Tapping for lower yield
Meanwhile, Romania also raised money from its outstanding 20-year debt at far cheaper levels than where it originally priced.
The October 2035s printed alongside the October 2025s in 2015 at a yield of 3.93% and were tapped in February 2016 at 3.9%.
They were tapped at a yield of 3.55% - marking a 35bp tightening since the last time they were opened.
Romania began marketing the tap at initial yield thoughts of 3.65% area, before cutting guidance to 3.6% area.
The 2035 notes now total €2bn, “thus creating the potential to enhance liquidity programmes,” said Romania’s ministry of finance in a statement.
Barclays, Citi, Erste Bank, ING and Societe Generale ran Romania’s dual tranche deal.
Romania announced in February that it planned €2.5bn to €3bn of international issuance this year, but decided to hold off from immediately coming to the market because of the political upheaval in Europe, according to a third banker.
“They wanted to allow the market time to absorb some of the biggest potential shocks,” the banker said.
The gambit worked. Not only did the bonds have the tightest yields for the issuer at that part of its curve, but combined demand reached €2.86bn from 281 accounts.
The new issue saw orders from 145 investors, with domestic names making up 21% of demand – the highest proportion – followed by other Central and Easter European names taking 18%.
This is a marked difference from the tap, which saw UK accounts take the lion’s share of the bond, with a 40% allocation.
Romania’s ministry of finance pointed to improving economics in the country as a driver behind the success of both tranches, with the country’s minster of public finance Viorel Stefan, tipping his hat in a statement to recent reports from international ratings agencies.
“The success of the issue of Eurobonds…show credibility enjoyed by Romania on international markets and appreciation of economic developments, prospects for growth, and for macroeconomic and financial stability, issues highlighted well as in recent reports by international rating agencies,” said Stefan.
Moody’s said in January that Romania and Slovenia stand apart from their Central and Eastern European neighbours Poland and Croatia, which are both on negative watch.
“By contrast, the positive outlooks on Romania and Slovenia reflect the gradual improvements in both countries’ institutional frameworks as well as robust growth expectations for Romania,” said Moody’s.
Meanwhile, S&P, which has Romania on a stable outlook, said in April that the country’s ratings are well supported by its moderate external and government debt and reasonably firm growth prospects.

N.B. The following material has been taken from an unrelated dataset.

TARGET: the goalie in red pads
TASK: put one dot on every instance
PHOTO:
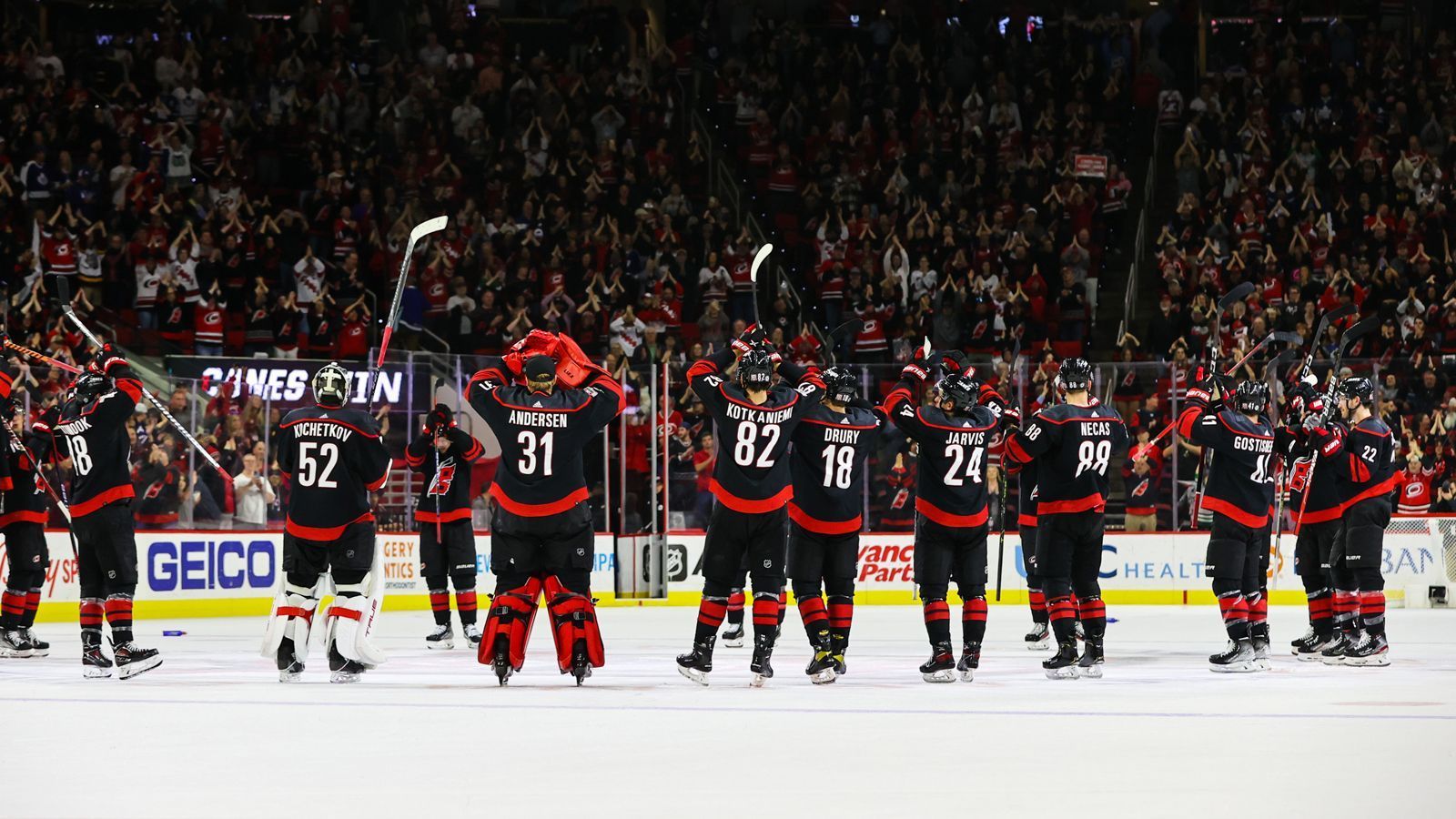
(545, 399)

The European Commission raised its growth forecast for Romania in February, putting the amount for 2017 at 4.4%, from the 3.9% predicted in November 2016.
The World Bank projected at the start of this year that Romania’s GDP will rise by 3.7% in 2017 and 3.4% next year – well above the 1.8% average growth expected across Western Europe. Romania’s national office of statistics said on April 7 that it had revised the economic growth rate for the final quarter of 2016 up by 10bp to 4.8% year-on-year.